Es domingo por la mañana. Nos levantamos temprano porque queremos desayunar en el centro, y como la habitación vence a las 11 de la mañana sacamos de una vez nuestras maletas.
Caminamos como una familia de tantas que muy de mañana va rumbo a la iglesia para escuchar misa, mientras nosotros nos dirigimos al café que conocimos anoche. Pagamos 13.80 euros por nuestro desayuno, croissant, café capuchino, fruta y yogurt.
De regreso a París
Ya hemos paseado por todo lo atractivo de la ciudad el fin de semana, y como el frío sigue en su punto acordamos emprender el regreso a París y comer en el camino.
Son poco más de 400 kilómetros que pensamos recorrer en tres horas por la ruta del champagne, sin entretenernos más que en las tiendas de las estaciones de gasolina.
Como queremos llegar a la ciudad antes de oscurecer compramos víveres y por turnos comemos y manejamos.
En la estación Valmi Le Moulin tomamos un descanso.
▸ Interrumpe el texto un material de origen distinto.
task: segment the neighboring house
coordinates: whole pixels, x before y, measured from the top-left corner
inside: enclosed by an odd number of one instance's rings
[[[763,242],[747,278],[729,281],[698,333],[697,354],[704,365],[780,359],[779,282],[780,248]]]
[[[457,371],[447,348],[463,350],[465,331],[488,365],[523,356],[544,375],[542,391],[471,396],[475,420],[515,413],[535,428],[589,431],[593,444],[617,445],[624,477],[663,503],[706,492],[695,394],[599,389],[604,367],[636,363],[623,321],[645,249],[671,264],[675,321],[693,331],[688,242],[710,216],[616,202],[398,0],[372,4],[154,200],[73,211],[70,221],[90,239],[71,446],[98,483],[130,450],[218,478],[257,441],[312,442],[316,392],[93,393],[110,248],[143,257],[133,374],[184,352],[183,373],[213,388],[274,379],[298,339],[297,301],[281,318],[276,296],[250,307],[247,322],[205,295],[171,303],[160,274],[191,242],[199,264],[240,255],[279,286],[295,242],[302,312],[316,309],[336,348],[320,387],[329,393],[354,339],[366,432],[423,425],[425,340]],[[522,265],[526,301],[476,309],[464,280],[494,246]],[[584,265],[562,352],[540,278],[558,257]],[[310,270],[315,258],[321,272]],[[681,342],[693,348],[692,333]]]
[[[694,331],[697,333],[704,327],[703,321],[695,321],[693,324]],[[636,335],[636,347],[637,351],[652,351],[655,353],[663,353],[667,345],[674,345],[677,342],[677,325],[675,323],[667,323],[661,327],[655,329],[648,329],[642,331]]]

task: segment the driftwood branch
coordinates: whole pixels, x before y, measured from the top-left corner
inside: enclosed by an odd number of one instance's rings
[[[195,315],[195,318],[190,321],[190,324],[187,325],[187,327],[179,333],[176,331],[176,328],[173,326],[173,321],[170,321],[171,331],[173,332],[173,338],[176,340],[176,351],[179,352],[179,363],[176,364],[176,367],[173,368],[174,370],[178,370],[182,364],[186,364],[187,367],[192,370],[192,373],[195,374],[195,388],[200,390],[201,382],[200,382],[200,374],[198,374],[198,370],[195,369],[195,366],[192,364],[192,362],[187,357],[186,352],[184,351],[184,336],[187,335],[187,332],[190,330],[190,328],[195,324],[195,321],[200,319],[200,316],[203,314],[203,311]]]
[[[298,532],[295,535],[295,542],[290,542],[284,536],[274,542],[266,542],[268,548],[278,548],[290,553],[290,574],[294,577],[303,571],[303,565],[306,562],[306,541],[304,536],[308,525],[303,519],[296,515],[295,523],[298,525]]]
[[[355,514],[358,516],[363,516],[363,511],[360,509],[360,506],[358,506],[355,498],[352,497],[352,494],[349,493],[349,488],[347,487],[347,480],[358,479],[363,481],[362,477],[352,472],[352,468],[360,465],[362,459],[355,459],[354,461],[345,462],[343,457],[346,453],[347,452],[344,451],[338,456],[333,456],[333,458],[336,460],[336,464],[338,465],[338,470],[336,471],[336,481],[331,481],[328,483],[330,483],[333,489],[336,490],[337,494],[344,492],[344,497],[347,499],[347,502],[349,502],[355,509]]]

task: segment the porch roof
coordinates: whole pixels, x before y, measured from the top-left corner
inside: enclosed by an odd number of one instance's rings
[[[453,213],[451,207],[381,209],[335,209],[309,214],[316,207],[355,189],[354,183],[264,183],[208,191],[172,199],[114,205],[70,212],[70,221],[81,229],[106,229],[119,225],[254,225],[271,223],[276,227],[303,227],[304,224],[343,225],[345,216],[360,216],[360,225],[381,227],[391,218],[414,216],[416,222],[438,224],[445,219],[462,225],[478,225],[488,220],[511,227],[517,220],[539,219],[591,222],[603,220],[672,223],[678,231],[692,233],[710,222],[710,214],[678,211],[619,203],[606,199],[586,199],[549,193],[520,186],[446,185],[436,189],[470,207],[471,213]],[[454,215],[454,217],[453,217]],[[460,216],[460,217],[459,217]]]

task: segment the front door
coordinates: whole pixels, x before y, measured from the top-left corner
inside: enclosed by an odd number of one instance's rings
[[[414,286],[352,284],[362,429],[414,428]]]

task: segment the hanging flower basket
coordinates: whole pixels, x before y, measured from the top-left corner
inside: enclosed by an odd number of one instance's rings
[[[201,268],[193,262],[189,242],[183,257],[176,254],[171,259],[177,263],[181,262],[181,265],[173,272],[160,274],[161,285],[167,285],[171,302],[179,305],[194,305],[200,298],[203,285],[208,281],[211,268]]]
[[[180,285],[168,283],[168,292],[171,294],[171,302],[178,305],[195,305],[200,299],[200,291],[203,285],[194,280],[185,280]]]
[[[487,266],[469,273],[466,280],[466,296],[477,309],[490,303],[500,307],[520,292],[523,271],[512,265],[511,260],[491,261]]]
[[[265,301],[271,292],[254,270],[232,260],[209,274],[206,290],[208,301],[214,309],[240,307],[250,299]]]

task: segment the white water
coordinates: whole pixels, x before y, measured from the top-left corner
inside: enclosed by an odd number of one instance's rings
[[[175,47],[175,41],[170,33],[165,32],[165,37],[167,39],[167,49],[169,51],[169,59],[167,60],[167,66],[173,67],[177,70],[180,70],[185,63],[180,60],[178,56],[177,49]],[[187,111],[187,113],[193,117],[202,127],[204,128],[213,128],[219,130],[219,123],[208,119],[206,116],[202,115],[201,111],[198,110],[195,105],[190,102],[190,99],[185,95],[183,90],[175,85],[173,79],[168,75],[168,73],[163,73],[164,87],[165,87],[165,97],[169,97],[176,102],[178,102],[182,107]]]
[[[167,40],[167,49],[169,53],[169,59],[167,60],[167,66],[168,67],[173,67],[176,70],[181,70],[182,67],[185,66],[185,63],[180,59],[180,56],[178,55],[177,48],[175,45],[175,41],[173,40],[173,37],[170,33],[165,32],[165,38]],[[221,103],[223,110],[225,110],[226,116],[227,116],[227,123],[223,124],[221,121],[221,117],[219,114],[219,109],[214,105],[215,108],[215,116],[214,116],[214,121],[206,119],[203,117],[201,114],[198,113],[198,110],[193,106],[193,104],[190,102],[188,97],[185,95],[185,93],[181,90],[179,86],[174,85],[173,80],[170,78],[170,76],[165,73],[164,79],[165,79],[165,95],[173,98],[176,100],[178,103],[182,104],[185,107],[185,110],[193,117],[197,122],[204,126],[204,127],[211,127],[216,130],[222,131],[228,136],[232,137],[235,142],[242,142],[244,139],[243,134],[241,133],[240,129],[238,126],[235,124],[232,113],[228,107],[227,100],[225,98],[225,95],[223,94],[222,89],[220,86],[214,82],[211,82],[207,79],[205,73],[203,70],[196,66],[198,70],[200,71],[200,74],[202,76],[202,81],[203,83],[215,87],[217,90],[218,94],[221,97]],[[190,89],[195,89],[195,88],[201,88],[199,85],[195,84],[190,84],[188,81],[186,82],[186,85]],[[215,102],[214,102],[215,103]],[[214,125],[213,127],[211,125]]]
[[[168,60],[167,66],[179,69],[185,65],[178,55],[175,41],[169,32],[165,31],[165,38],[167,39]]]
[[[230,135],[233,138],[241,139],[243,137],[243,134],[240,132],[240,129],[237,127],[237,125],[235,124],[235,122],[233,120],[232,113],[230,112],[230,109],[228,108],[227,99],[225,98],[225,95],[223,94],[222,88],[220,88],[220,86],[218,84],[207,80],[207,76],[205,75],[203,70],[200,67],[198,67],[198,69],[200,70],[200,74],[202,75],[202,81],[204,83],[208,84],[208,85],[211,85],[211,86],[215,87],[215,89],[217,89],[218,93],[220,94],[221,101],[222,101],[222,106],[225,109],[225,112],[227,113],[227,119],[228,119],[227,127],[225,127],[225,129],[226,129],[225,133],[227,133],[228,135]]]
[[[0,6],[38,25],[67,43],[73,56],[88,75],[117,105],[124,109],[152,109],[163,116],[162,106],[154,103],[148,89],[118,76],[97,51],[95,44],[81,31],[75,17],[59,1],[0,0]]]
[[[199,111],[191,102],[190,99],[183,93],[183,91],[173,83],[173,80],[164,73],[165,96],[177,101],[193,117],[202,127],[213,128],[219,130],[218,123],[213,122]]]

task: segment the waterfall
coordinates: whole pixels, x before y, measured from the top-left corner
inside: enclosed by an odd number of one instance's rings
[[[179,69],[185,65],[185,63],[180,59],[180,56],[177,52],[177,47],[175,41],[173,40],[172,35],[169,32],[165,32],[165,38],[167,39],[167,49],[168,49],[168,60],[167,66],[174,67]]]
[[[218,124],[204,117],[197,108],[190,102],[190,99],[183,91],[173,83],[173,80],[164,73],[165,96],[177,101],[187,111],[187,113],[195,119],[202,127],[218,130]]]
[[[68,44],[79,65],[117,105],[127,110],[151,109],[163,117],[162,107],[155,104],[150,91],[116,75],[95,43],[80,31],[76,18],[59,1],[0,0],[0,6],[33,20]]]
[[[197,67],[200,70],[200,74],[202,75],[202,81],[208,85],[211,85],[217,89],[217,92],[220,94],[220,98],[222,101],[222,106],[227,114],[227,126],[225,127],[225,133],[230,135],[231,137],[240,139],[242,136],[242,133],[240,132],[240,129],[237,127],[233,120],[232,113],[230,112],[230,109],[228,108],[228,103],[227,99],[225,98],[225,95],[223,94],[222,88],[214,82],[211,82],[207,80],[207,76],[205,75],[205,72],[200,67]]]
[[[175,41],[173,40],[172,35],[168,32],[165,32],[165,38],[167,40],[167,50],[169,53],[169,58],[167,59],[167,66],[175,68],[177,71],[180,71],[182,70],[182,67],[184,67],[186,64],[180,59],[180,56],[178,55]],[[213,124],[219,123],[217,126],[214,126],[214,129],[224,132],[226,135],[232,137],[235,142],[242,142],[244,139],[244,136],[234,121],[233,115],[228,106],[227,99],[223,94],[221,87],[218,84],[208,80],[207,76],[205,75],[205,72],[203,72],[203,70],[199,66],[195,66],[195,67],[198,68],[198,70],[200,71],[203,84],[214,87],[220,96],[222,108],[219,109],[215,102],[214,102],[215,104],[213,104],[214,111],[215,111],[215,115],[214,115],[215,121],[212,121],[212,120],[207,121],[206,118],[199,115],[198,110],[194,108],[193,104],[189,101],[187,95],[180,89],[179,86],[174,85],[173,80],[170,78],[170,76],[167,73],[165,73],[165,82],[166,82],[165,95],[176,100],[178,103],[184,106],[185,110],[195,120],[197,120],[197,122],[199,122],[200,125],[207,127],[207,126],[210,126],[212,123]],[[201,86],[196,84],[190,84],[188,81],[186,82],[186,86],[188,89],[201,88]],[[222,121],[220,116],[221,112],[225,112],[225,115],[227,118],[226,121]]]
Hemos gastado 20 euros en comida y otros 20 en gasolina, apenas 4 euros en souvenirs.
El regreso lo hacemos sin contratiempos, o casi, porque siendo domingo por la tarde la lentitud del tráfico se parece al que conocemos de Cuernavaca para entrar a la ciudad de México.
Por fin llegamos al barrio latino, en la misma cuadra donde vivió Gabriel García Márquez, y con tan buena suerte que en seguida encontramos hospedaje. El único inconveniente es que debemos levantarnos antes de las 8 de la mañana para ponerle dinero al parquímetro y así evitarnos la multa por dejar el auto en la calle.
Ana regresa mañana a México y nosotros un día después, siguiendo la regla de no poner todos los huevos juntos en la misma canasta, y menos tratándose de volar.